Re: [alsa-devel] [Intel-gfx] Problems with HDMI audio on Intel DG45FC motherboard
On Mon, Oct 26, 2009 at 06:31:45AM +0800, David Härdeman wrote:
On Wed, Oct 21, 2009 at 09:38:12AM +0800, Wu Fengguang wrote:
On Wed, Oct 21, 2009 at 06:37:58AM +0800, David Härdeman wrote:
On Tue, Oct 20, 2009 at 09:26:00AM +0800, Wu Fengguang wrote:
On Thu, Oct 15, 2009 at 01:40:53AM +0800, David Härdeman wrote:
Complete silence for how much time?
For the entire duration of the particular movie/audio track/video clip/whatever.
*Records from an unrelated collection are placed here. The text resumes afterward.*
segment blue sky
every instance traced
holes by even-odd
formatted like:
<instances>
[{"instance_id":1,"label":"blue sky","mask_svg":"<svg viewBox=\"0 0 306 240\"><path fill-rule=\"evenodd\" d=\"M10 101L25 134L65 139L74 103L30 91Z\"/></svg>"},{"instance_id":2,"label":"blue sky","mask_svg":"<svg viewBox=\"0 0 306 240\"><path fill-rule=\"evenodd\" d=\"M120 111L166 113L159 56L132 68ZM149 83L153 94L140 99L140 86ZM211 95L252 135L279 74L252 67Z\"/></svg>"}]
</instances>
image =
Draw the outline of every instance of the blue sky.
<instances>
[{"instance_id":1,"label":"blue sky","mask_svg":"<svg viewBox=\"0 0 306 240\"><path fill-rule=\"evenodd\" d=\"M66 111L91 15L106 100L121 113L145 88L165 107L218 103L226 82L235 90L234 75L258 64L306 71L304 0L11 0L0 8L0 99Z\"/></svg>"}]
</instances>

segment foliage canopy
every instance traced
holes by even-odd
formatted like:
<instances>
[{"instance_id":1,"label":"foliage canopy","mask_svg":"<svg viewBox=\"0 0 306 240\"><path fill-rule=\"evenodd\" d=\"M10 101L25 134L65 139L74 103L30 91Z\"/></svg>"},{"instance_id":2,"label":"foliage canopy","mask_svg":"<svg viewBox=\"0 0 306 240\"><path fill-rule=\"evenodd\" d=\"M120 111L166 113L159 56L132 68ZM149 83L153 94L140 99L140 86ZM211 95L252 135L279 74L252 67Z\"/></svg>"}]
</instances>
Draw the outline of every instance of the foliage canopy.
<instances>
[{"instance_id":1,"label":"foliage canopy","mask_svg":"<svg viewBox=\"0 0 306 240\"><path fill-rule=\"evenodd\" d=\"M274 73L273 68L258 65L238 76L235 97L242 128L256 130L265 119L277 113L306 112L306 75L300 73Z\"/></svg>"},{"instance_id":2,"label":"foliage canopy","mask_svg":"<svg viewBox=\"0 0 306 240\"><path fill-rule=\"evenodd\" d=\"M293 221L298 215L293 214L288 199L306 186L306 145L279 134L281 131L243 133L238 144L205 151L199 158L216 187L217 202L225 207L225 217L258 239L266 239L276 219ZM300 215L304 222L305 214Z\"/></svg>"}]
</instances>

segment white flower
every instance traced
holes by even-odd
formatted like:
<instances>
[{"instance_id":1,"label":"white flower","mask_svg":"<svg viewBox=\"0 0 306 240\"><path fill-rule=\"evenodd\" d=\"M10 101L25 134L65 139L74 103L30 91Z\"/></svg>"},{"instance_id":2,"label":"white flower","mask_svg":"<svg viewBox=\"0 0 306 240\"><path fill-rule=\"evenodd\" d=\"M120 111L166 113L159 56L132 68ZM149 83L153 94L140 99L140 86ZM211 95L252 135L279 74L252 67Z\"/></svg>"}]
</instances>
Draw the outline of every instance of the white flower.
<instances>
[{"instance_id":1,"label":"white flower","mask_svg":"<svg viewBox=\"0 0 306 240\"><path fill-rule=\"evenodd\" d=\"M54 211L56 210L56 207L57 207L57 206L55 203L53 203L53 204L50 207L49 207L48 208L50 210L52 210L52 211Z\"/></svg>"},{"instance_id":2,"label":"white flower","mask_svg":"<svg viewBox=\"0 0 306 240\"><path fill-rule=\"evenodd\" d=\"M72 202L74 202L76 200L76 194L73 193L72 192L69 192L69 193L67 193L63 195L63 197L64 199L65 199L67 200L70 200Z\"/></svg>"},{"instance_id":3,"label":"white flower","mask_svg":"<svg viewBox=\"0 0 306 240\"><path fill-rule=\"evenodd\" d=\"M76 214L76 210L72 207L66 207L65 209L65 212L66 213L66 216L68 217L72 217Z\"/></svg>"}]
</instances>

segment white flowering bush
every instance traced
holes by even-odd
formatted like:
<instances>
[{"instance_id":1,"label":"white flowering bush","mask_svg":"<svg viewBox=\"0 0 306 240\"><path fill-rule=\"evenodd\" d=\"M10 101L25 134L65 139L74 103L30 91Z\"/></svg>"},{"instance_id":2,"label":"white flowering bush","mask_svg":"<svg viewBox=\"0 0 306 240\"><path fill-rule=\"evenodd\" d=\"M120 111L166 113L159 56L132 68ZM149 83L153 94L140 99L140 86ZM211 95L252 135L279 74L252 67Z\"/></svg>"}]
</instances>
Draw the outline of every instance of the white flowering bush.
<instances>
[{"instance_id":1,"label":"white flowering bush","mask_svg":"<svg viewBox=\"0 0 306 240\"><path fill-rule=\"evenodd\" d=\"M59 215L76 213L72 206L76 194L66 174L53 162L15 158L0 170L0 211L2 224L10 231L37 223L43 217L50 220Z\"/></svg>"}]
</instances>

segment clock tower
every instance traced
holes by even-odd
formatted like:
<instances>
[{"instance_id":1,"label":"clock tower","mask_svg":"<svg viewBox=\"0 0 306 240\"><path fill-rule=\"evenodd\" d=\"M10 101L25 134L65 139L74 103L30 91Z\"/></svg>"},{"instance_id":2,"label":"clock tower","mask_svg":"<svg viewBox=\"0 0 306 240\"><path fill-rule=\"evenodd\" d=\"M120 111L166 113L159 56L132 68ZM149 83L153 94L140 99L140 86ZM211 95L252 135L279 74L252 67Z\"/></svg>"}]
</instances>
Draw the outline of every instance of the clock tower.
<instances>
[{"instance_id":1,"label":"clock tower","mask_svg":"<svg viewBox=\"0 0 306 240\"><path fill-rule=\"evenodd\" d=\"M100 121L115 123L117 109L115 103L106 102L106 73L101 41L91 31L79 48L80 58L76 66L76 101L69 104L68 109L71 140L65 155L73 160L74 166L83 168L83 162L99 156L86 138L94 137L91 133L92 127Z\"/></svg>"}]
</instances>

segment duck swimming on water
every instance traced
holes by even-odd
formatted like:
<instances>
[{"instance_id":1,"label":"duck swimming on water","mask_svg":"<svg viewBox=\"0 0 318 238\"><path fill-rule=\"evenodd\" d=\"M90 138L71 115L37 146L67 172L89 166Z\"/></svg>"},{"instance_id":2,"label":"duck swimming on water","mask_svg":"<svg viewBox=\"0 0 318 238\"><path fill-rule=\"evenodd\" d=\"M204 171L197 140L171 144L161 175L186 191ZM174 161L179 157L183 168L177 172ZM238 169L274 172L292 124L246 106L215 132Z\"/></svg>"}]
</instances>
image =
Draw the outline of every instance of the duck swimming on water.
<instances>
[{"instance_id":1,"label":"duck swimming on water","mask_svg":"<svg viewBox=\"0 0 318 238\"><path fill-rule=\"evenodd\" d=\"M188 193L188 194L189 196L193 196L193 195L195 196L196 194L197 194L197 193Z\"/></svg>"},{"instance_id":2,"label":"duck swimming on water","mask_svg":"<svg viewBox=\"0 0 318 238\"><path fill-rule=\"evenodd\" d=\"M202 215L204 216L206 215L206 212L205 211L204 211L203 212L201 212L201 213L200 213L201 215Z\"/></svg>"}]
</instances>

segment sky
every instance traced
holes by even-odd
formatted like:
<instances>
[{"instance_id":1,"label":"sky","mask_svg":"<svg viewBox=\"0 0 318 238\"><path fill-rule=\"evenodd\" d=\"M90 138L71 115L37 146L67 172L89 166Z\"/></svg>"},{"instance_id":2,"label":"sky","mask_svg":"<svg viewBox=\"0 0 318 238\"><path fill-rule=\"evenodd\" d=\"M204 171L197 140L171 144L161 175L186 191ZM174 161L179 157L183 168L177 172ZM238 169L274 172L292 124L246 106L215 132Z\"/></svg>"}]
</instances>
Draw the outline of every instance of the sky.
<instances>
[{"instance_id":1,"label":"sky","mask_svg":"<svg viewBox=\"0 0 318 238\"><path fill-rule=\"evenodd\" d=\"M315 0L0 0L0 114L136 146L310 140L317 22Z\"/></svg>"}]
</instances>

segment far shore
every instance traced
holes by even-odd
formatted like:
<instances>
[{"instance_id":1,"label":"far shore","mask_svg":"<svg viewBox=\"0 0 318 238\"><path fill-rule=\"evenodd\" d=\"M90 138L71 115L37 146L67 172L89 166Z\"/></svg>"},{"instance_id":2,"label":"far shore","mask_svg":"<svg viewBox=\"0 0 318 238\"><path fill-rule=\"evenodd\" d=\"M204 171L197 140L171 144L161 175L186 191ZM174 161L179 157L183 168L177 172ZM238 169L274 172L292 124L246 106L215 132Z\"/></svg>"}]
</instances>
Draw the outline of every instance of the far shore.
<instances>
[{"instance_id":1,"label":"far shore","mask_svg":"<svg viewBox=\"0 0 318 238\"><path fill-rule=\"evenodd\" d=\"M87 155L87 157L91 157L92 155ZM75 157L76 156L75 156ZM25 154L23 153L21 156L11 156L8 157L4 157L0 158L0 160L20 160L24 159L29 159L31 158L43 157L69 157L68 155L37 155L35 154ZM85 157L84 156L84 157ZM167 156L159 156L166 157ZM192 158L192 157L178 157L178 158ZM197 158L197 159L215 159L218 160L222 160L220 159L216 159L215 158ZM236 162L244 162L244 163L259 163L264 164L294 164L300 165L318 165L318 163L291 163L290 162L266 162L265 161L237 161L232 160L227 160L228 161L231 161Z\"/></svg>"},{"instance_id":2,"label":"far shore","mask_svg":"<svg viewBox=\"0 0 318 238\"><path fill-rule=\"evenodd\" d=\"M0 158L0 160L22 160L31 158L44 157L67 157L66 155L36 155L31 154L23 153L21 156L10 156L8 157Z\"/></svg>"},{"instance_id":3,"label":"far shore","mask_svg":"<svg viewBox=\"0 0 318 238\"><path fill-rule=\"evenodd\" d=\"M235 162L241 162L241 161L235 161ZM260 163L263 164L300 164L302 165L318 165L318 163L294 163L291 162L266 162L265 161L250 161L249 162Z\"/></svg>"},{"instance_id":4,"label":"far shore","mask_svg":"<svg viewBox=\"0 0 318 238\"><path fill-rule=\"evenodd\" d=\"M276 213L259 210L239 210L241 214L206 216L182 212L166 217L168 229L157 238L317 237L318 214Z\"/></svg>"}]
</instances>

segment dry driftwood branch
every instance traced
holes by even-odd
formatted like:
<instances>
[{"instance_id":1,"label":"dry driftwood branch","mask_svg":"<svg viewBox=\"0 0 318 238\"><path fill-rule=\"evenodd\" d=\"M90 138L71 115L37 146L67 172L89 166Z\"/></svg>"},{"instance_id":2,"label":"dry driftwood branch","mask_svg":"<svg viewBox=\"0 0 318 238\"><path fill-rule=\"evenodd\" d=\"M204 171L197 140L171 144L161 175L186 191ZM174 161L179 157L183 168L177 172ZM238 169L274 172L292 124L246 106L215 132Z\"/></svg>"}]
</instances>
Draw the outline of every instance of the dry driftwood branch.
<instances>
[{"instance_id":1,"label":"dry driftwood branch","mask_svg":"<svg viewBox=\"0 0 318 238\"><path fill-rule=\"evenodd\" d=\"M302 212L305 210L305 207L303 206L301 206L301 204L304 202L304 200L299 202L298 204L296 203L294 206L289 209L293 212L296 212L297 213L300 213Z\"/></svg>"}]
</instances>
I actually have a DG45FC box and have not run into this problem for all the HDMI monitors I have. What's your monitor model?
A Samsung LE-55A956 LCD TV. But I think the problem is not with the monitor (TV) but rather with the receiver that is between the DG45FC and the TV. The receiver is a Marantz SR8002 with HDMI support.
Got it. If you have a HDMI capable TV or monitor, it would be possible to get rid of the Marantz and check if the problem sticks :)
Nope, DG45FC <-> TV works fine (although only with stereo of course), so the culprit is the Marantz which is either being picky or buggy. Judging from from quick Google searches, HDMI related problems with audio/video seems par for the course with lots of different manufacturers (oh joy).
Hmm..
OK. You can get more debug info if turning on
CONFIG_SND_VERBOSE_PROCFS=y CONFIG_SND_VERBOSE_PRINTK=y CONFIG_SND_DEBUG=y CONFIG_SND_DEBUG_VERBOSE=y CONFIG_SND_PCM_XRUN_DEBUG=y
Enabled in my latest tests, dmesg included below...
Thanks.
What if you change display modes with xrandr?
Haven't tried that yet...currently running on 1920x1080@60 which should (I guess) be one of the most common modes with modern LCD TV's.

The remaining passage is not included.